Without double-issue, a compute capability 1.x device can issue one instruction every 4 cycles, so you need 6 active warps to cover the 24 cycles of latency. A compute capability 2.x device can issue two instructions every 2 cycles, so you want 24 active warps there.

If your code allows two instructions to be issued simultaneously, these numbers double. (This probably explains why the maximum number of resident warps per SM was raised for compute capability 2.x devices).
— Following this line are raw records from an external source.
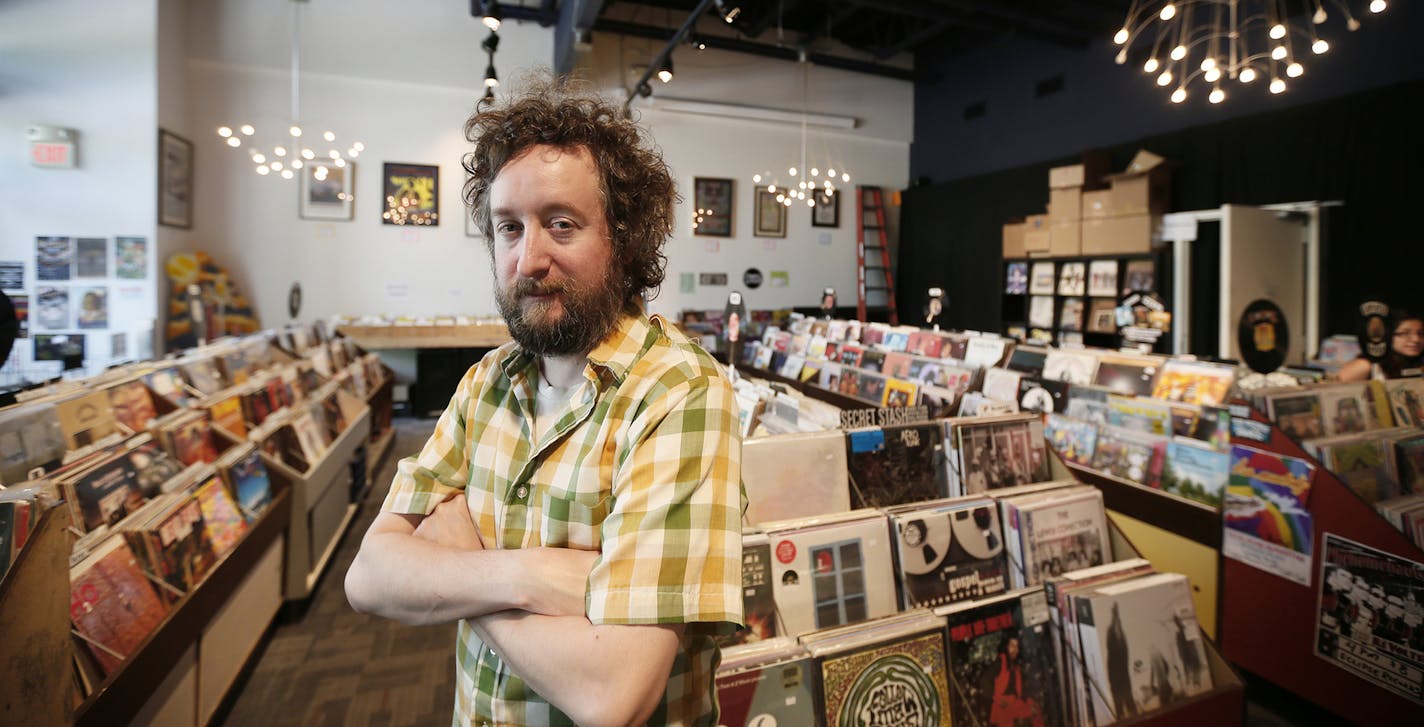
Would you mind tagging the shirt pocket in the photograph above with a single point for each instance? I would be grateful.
(574, 521)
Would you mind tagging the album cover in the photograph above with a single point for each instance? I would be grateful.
(1041, 279)
(885, 675)
(795, 475)
(1142, 646)
(1139, 414)
(1001, 662)
(1297, 414)
(1054, 532)
(1001, 384)
(1074, 367)
(1127, 374)
(1074, 440)
(1101, 316)
(1041, 394)
(1196, 471)
(758, 602)
(832, 569)
(1017, 279)
(1194, 381)
(896, 465)
(1088, 403)
(762, 686)
(997, 453)
(1102, 278)
(1027, 359)
(1041, 312)
(949, 551)
(1129, 454)
(1141, 276)
(1072, 279)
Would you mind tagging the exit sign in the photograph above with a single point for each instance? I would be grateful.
(56, 155)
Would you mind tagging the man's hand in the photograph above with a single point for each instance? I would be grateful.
(450, 525)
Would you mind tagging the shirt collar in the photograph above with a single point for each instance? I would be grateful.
(632, 335)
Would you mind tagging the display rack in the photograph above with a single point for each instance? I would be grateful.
(188, 663)
(1269, 622)
(34, 609)
(322, 507)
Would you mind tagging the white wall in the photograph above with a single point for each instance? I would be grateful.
(403, 84)
(89, 66)
(405, 87)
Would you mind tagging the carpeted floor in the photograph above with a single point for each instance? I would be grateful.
(335, 667)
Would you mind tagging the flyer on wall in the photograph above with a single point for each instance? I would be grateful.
(1370, 616)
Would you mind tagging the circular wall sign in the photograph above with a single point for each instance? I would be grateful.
(752, 278)
(1263, 336)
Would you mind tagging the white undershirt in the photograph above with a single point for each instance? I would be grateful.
(548, 401)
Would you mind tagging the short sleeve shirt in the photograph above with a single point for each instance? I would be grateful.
(642, 464)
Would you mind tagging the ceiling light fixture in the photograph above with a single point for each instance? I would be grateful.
(294, 130)
(493, 16)
(810, 179)
(1228, 39)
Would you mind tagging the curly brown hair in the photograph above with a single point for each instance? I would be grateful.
(634, 181)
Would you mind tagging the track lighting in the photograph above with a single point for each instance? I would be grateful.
(493, 16)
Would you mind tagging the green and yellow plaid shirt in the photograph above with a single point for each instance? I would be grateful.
(642, 465)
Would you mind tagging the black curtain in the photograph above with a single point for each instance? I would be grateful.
(1364, 150)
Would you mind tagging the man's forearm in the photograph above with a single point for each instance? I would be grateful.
(597, 675)
(415, 581)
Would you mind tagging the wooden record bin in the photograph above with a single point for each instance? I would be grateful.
(34, 612)
(181, 673)
(322, 505)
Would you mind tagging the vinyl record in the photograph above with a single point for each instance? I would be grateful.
(1263, 336)
(923, 544)
(1374, 330)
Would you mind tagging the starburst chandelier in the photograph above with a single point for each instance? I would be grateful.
(286, 154)
(1215, 41)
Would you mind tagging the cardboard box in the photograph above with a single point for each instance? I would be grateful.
(1097, 204)
(1142, 189)
(1065, 239)
(1014, 241)
(1035, 235)
(1065, 205)
(1128, 235)
(1087, 174)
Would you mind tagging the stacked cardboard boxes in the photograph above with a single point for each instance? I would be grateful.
(1124, 218)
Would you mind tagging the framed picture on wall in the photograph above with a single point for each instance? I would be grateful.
(826, 214)
(771, 215)
(410, 194)
(712, 202)
(174, 179)
(326, 191)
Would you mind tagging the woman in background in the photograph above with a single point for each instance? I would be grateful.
(1406, 352)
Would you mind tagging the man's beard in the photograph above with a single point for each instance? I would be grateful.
(588, 313)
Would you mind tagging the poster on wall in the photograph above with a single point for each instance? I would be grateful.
(93, 310)
(174, 179)
(91, 258)
(712, 199)
(131, 258)
(326, 191)
(12, 275)
(410, 194)
(1370, 615)
(51, 308)
(53, 258)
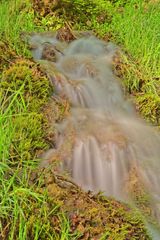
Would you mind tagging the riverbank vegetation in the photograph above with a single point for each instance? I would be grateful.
(41, 204)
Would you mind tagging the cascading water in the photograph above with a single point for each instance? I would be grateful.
(103, 140)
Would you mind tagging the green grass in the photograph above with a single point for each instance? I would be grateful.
(26, 209)
(16, 17)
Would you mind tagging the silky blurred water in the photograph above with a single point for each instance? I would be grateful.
(103, 139)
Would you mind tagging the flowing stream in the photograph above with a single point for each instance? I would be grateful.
(103, 143)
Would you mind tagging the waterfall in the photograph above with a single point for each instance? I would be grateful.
(103, 140)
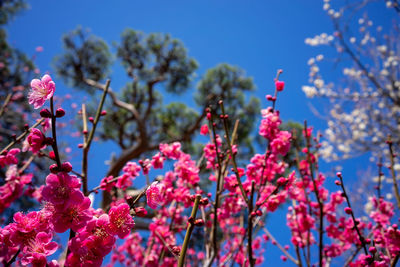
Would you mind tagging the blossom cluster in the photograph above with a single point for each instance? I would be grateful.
(225, 216)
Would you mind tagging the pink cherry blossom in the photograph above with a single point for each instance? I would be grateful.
(59, 187)
(74, 215)
(41, 91)
(154, 194)
(36, 140)
(9, 158)
(121, 222)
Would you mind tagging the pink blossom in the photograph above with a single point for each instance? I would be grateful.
(172, 151)
(132, 168)
(158, 161)
(121, 222)
(281, 143)
(59, 188)
(74, 215)
(154, 194)
(36, 140)
(9, 158)
(41, 91)
(279, 85)
(106, 183)
(37, 250)
(204, 130)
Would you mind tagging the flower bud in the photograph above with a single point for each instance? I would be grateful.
(45, 113)
(48, 141)
(140, 212)
(60, 112)
(199, 222)
(53, 168)
(66, 167)
(279, 85)
(348, 210)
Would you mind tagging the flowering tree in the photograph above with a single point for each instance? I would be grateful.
(137, 119)
(365, 99)
(229, 217)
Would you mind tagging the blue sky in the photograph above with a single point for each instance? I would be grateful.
(258, 36)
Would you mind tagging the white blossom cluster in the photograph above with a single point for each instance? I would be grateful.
(365, 101)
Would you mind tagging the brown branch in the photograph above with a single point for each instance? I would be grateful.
(21, 136)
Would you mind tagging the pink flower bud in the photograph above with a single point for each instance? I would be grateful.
(348, 210)
(279, 85)
(45, 113)
(60, 112)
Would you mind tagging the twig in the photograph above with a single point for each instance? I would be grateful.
(395, 186)
(189, 231)
(26, 165)
(21, 136)
(235, 168)
(290, 257)
(54, 134)
(3, 107)
(88, 140)
(320, 204)
(12, 259)
(362, 240)
(250, 226)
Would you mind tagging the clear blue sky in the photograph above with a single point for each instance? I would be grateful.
(258, 36)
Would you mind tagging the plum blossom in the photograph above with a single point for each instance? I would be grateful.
(59, 187)
(41, 91)
(74, 214)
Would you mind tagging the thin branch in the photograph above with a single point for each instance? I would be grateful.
(21, 136)
(290, 257)
(3, 107)
(88, 140)
(189, 231)
(54, 134)
(392, 155)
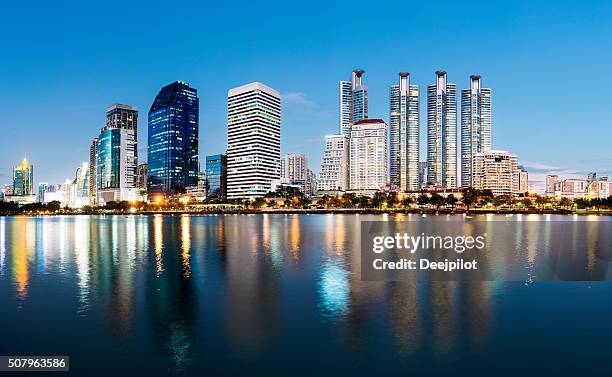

Note that it is possible to write code where in the inner loop bodies no instruction depends on the results from the previous one, so you will need fewer warps to completely hide instruction latency there.

Thanks !

So it doesn’t matter at all how many blocks I launch, what I have to keep in mind is completely hide latency, I mean launch as many threads as needed to keep at least a warp running per cycle? and once I know how many threads I need to launch I can arrange them in blocks and threads per block as I want?

Yes.

All other things equal, there is a very slight advantage in having multiple independent blocks per SM. Threads within a block tend to run in lockstep, so they will all emit their memory transactions at the same time. Independent blocks might just have a few more computations to do at that time, helping to even out the load. Also during a __syncthreads() some warps will be inactive waiting for the last warp in the block, if there are no warps from independent blocks there won’t be enough warps to completely hide latency.

Usually, there will be other reasons though that favor a larger blocksize, like better reuse of data loaded to shared memory. These will commonly outweigh the slight advantage of multiple smaller blocks I described above.